Japan’s national police chief resigns over assassination of Shinzo Abe

Japanese National Police Chief Itaru Nakamura
Japanese National Police Chief Itaru Nakamura speaks at a news conference in Tokyo on Thursday.
(Kyodo News)

Japan’s national police chief said Thursday he would resign to take responsibility for the security lapses that allowed a gunman to fatally shoot former Prime Minister Shinzo Abe at a campaign event last month.

National Police Agency Chief Itaru Nakamura’s announcement came as his agency released a report blaming flaws in police protection — from planning to guarding at the scene — that led to Abe’s assassination July 8 in Nara, in western Japan.

Nakamura said that he took the former prime minister’s death seriously and that he submitted his resignation to the National Public Safety Commission earlier Thursday.


“In order to fundamentally reexamine guarding and never to let this happen, we need to have a new system,” Nakamura told a news conference as he announced his intention to step down.

Nakamura did not say when his resignation would be official. Japanese media reported that his resignation is expected to be approved at Friday’s Cabinet meeting.

The alleged gunman, Tetsuya Yamagami, was arrested at the scene and is under mental evaluation until late November. Yamagami told police that he targeted Abe because of the former leader’s link to the Unification Church, which Yamagami hated.

A family funeral was held in Tokyo for former Japanese Prime Minister Shinzo Abe, who was gunned down Friday during a campaign speech.

July 12, 2022

Abe sent a video message last year to a group affiliated with the church, which experts say may have infuriated the shooting suspect.

In its 54-page investigative report released Thursday, the National Police Agency concluded that the protection plan for Abe neglected potential danger coming from behind him and merely focused on risks during his movement from the site of his speech to his vehicle.


Inadequacies in the command system, in the communication among several key police officials and in their attention to areas behind Abe at the campaign site led to their lack of notice of the gunman’s movements until it was too late.

None of the officers assigned to immediate protection of Abe noticed the attacker until he was already about 23 feet behind Abe, where he took out his homemade double-barreled gun, which resembled a camera with a long lens, and fired his first shot, which narrowly missed.

The marks on a building near where the former prime minister was slain were apparently from the first shot fired by the gunman. The second was fatal.

July 13, 2022

In slightly more than two seconds, the gunman was only 17 feet behind Abe and fired the fatal second shot.

The report called for significant strengthening of both training and staffing of Japan’s dignitary-protection service, as well as revising police protection guidelines for the first time in about 30 years. It said the prefectural police’s Abe protection plan lacked a thorough safety evaluation and largely copied an earlier visit by another top party lawmaker.

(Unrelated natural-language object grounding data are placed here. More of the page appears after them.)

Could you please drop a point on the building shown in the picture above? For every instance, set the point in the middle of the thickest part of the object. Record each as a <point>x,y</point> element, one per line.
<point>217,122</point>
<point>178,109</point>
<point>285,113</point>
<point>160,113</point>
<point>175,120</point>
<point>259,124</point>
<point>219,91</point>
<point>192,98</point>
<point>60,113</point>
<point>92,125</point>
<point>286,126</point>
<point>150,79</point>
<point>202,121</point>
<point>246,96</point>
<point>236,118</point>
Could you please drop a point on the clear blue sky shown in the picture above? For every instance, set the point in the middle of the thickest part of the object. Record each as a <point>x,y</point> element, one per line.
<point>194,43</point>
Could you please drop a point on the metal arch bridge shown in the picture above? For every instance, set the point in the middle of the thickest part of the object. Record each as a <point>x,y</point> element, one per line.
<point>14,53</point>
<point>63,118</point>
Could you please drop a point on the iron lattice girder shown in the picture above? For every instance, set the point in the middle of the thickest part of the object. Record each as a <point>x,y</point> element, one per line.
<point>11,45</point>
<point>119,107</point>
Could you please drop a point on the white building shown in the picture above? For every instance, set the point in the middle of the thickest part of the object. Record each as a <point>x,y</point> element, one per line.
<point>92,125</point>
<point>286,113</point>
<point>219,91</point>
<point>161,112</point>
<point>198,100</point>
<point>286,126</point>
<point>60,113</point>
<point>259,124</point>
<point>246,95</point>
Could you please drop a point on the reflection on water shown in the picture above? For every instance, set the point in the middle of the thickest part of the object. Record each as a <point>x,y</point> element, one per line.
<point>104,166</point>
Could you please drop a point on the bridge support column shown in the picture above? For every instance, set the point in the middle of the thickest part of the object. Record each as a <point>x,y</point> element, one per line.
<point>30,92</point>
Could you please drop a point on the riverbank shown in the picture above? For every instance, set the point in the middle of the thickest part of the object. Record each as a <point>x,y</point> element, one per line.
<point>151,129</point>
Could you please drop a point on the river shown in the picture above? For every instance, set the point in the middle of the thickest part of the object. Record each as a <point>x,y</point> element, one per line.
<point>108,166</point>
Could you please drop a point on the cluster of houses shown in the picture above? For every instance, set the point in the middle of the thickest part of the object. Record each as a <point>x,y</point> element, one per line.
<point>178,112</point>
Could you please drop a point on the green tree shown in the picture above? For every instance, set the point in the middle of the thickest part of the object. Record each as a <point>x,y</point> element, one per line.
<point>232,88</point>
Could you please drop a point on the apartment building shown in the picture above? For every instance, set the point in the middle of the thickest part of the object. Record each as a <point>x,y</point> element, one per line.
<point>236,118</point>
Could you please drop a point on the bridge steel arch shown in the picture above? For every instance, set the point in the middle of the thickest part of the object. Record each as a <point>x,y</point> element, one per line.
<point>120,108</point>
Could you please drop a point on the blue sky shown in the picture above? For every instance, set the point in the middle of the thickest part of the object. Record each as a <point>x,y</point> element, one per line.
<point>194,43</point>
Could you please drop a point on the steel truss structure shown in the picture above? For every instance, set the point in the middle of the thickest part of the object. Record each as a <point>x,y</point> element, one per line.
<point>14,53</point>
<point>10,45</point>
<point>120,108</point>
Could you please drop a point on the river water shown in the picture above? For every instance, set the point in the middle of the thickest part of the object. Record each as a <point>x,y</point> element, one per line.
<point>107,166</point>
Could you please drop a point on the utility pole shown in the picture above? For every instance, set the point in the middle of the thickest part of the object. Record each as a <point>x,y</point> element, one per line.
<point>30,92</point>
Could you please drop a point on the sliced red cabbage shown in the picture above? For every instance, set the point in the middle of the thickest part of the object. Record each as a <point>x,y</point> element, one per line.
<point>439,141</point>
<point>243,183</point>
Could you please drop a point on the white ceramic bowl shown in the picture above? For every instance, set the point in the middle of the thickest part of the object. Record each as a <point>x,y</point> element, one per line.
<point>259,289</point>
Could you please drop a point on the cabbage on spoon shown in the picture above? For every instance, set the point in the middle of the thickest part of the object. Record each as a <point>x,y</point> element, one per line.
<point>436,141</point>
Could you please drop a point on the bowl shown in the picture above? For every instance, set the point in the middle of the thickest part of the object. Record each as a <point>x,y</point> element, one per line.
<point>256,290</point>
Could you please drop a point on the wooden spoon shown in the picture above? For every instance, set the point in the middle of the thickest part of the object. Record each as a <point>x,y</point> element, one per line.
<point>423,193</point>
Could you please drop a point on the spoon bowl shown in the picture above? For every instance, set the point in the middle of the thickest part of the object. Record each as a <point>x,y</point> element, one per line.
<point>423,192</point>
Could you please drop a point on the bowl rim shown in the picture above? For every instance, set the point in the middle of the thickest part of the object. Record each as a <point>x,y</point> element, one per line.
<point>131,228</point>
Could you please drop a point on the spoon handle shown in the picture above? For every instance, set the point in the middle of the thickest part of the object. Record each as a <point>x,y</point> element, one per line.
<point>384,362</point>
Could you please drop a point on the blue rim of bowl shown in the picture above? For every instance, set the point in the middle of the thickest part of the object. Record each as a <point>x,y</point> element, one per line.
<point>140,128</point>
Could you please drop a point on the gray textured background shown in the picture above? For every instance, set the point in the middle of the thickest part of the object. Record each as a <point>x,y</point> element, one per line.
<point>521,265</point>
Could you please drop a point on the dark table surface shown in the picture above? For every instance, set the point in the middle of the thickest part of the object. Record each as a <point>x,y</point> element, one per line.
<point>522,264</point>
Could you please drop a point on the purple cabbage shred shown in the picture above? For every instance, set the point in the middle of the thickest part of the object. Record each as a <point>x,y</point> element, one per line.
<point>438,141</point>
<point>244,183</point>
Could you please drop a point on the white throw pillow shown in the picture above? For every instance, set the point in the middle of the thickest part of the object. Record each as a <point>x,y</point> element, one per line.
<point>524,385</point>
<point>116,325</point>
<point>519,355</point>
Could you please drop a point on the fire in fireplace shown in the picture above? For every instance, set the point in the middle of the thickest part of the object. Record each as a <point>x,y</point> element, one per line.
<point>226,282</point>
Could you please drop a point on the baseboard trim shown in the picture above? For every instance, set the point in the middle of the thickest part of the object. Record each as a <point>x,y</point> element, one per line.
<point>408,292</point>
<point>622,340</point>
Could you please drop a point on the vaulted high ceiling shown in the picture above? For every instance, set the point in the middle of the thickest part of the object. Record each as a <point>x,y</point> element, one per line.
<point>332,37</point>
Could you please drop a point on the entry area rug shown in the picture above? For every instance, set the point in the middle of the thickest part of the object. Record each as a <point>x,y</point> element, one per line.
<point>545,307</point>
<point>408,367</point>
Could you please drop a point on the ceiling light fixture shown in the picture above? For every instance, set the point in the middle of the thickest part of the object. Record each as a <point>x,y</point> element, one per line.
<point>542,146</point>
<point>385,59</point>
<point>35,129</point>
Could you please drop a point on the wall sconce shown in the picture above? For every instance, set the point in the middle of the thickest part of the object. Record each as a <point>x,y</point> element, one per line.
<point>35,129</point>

The national police called for doubling dignitary-protection staff, a greater supervisory role for the national police over prefectural staff, and the use of digital technology and drones to bolster surveillance from above. The police agency also proposed bulletproof shields that are not yet used in Japan, a country known for strict gun control.

Abe’s family paid tribute to him in a private Buddhist ritual Thursday marking the 49th day since his assassination. His younger brother, who is a former defense minister, and other senior party officials and ministers reportedly attended.

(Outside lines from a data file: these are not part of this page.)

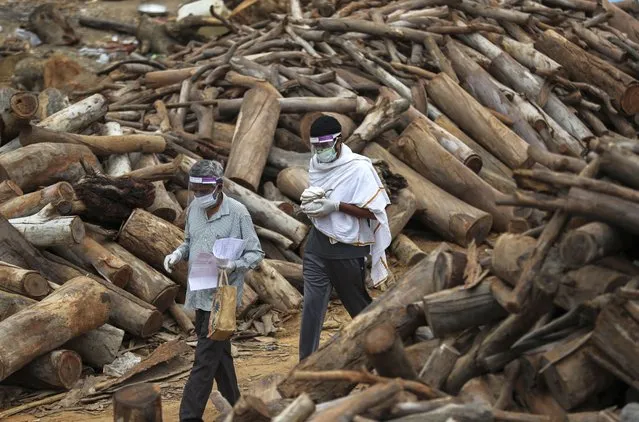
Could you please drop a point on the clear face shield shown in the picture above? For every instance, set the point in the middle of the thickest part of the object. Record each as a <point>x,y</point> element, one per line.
<point>204,191</point>
<point>323,147</point>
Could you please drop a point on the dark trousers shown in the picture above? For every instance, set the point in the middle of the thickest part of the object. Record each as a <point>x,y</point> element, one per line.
<point>346,276</point>
<point>213,360</point>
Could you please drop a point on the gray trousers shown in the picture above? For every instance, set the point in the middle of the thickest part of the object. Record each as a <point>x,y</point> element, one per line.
<point>213,361</point>
<point>346,276</point>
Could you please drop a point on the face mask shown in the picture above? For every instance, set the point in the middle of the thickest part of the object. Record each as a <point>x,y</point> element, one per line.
<point>206,201</point>
<point>327,155</point>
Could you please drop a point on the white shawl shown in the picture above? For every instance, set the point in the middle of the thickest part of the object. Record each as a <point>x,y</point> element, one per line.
<point>353,180</point>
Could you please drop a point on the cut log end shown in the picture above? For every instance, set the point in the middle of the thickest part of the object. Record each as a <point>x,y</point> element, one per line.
<point>166,298</point>
<point>69,368</point>
<point>630,99</point>
<point>152,325</point>
<point>35,285</point>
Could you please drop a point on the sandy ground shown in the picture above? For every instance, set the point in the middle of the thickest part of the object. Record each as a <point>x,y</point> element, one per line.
<point>276,356</point>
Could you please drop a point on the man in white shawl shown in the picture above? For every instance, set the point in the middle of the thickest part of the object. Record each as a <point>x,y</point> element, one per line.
<point>346,203</point>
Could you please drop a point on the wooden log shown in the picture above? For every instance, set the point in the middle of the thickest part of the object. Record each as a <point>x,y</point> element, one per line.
<point>418,148</point>
<point>571,376</point>
<point>293,181</point>
<point>93,254</point>
<point>505,69</point>
<point>447,215</point>
<point>273,289</point>
<point>384,349</point>
<point>401,211</point>
<point>478,122</point>
<point>266,213</point>
<point>24,282</point>
<point>77,116</point>
<point>346,350</point>
<point>406,250</point>
<point>481,86</point>
<point>138,403</point>
<point>150,238</point>
<point>590,242</point>
<point>253,138</point>
<point>587,283</point>
<point>46,229</point>
<point>99,145</point>
<point>11,303</point>
<point>44,164</point>
<point>58,369</point>
<point>60,195</point>
<point>9,190</point>
<point>585,67</point>
<point>146,283</point>
<point>459,308</point>
<point>439,365</point>
<point>98,347</point>
<point>298,411</point>
<point>78,307</point>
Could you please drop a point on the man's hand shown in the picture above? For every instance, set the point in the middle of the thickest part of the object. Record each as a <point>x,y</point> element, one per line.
<point>322,207</point>
<point>171,260</point>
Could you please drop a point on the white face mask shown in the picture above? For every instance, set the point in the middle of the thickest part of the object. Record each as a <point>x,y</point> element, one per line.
<point>206,201</point>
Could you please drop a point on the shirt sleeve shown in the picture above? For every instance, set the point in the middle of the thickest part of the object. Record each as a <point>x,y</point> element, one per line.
<point>185,247</point>
<point>253,253</point>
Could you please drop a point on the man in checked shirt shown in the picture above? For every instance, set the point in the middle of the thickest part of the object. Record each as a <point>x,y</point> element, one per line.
<point>211,216</point>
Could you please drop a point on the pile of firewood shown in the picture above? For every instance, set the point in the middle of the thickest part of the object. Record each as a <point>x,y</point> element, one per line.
<point>508,130</point>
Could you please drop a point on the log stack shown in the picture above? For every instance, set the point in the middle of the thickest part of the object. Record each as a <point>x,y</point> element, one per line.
<point>507,129</point>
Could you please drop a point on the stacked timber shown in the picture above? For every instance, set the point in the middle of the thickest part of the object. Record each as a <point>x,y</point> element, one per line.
<point>507,129</point>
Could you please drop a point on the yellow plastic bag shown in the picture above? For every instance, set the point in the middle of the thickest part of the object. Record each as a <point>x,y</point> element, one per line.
<point>222,322</point>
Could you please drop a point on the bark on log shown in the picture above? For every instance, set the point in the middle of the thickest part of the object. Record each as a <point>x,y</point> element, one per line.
<point>44,164</point>
<point>292,182</point>
<point>266,213</point>
<point>100,145</point>
<point>384,349</point>
<point>60,195</point>
<point>23,282</point>
<point>571,376</point>
<point>418,148</point>
<point>585,67</point>
<point>98,347</point>
<point>406,250</point>
<point>45,229</point>
<point>481,86</point>
<point>447,215</point>
<point>9,190</point>
<point>478,122</point>
<point>146,283</point>
<point>346,350</point>
<point>272,288</point>
<point>150,238</point>
<point>77,116</point>
<point>457,309</point>
<point>400,212</point>
<point>506,70</point>
<point>76,308</point>
<point>138,403</point>
<point>590,242</point>
<point>93,254</point>
<point>59,369</point>
<point>253,138</point>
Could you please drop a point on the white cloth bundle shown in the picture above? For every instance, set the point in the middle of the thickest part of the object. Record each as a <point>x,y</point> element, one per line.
<point>353,180</point>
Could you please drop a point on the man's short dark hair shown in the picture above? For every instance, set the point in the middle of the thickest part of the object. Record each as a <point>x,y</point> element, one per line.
<point>325,125</point>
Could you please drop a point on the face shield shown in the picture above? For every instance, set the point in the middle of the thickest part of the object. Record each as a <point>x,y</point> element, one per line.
<point>323,147</point>
<point>204,190</point>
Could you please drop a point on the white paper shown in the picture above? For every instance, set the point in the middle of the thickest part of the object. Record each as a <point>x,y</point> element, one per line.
<point>203,272</point>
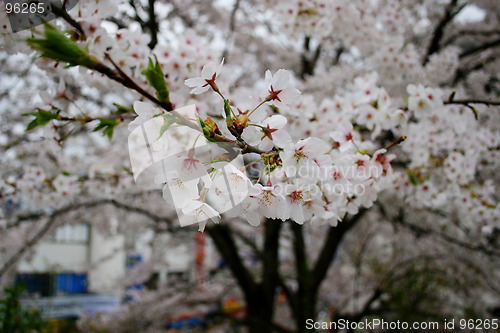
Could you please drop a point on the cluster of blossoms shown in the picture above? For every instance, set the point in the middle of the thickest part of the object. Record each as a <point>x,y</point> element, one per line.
<point>445,155</point>
<point>318,178</point>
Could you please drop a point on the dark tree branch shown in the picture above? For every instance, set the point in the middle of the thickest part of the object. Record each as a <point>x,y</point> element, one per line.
<point>467,33</point>
<point>466,102</point>
<point>330,246</point>
<point>224,242</point>
<point>480,48</point>
<point>61,12</point>
<point>152,24</point>
<point>463,72</point>
<point>437,35</point>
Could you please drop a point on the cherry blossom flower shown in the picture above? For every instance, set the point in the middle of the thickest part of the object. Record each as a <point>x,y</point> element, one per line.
<point>280,93</point>
<point>209,73</point>
<point>145,112</point>
<point>300,159</point>
<point>274,133</point>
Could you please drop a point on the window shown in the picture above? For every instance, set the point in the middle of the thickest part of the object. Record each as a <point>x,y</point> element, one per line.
<point>78,233</point>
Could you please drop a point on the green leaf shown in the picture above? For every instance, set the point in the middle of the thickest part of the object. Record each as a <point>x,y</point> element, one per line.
<point>107,125</point>
<point>156,79</point>
<point>42,117</point>
<point>169,121</point>
<point>228,111</point>
<point>58,47</point>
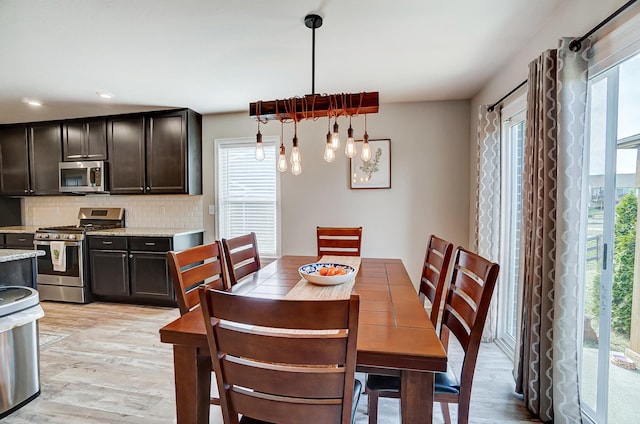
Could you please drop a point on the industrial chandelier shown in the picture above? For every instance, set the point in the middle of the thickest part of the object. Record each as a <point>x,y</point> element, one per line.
<point>314,106</point>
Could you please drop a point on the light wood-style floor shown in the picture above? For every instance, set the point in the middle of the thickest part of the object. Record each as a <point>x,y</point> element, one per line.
<point>104,363</point>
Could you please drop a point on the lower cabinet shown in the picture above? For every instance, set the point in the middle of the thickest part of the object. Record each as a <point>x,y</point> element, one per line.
<point>134,269</point>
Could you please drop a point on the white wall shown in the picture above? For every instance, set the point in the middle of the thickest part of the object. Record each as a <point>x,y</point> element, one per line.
<point>429,183</point>
<point>573,18</point>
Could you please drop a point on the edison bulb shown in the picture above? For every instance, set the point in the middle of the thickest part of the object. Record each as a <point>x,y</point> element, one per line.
<point>366,152</point>
<point>329,153</point>
<point>282,161</point>
<point>259,151</point>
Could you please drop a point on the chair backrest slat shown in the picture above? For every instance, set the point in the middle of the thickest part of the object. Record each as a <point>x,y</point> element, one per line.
<point>341,241</point>
<point>192,267</point>
<point>282,360</point>
<point>434,274</point>
<point>242,256</point>
<point>473,281</point>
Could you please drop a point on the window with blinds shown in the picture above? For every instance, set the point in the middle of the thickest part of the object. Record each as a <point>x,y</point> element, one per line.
<point>247,192</point>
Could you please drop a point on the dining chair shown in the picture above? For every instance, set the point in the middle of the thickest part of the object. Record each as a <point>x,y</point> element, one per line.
<point>465,311</point>
<point>283,361</point>
<point>192,267</point>
<point>341,241</point>
<point>241,254</point>
<point>434,274</point>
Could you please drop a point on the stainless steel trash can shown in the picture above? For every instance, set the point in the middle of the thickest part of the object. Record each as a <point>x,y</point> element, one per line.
<point>19,350</point>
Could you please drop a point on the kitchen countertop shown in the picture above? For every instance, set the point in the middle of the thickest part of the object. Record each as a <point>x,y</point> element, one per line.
<point>8,255</point>
<point>19,229</point>
<point>147,232</point>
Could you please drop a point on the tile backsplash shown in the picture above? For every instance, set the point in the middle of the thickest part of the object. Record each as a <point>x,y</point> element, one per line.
<point>144,211</point>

About 1,000 people, including Prime Minister Fumio Kishida, attended an earlier private funeral at a Tokyo temple days after Abe’s death.

Kishida’s government plans to hold a state funeral Sept. 27, a plan that has split public opinion amid growing criticisms over the governing party members’ cozy ties with the controversial Unification Church. Kishida’s Cabinet is reportedly announcing a $1.8-million budget to invite 6,400 guests from inside and outside Japan for the upcoming funeral.

The Unification Church, which was founded in South Korea in 1954 and came to Japan a decade later, has built close ties with a host of conservative lawmakers, many of them members of Abe’s Liberal Democratic Party, over a shared antipathy to communism.

Since the 1980s, the church has faced accusations of problematic recruiting and religious sales in Japan, and the governing party’s church ties have sent approval ratings of Prime Minister Fumio Kishida’s Cabinet into a nosedive even after its recent shuffle.

In Nara on Thursday, the prefectural police chief, Tomoaki Onizuka, also expressed his intention to step down over Abe’s assassination.

“I have been almost crushed by the seriousness of my responsibility” in the former leader’s death, a tearful Onizuka said. “We will grit our teeth and endeavor in order to regain the public trust and be helpful to the people in the prefecture and across Japan.”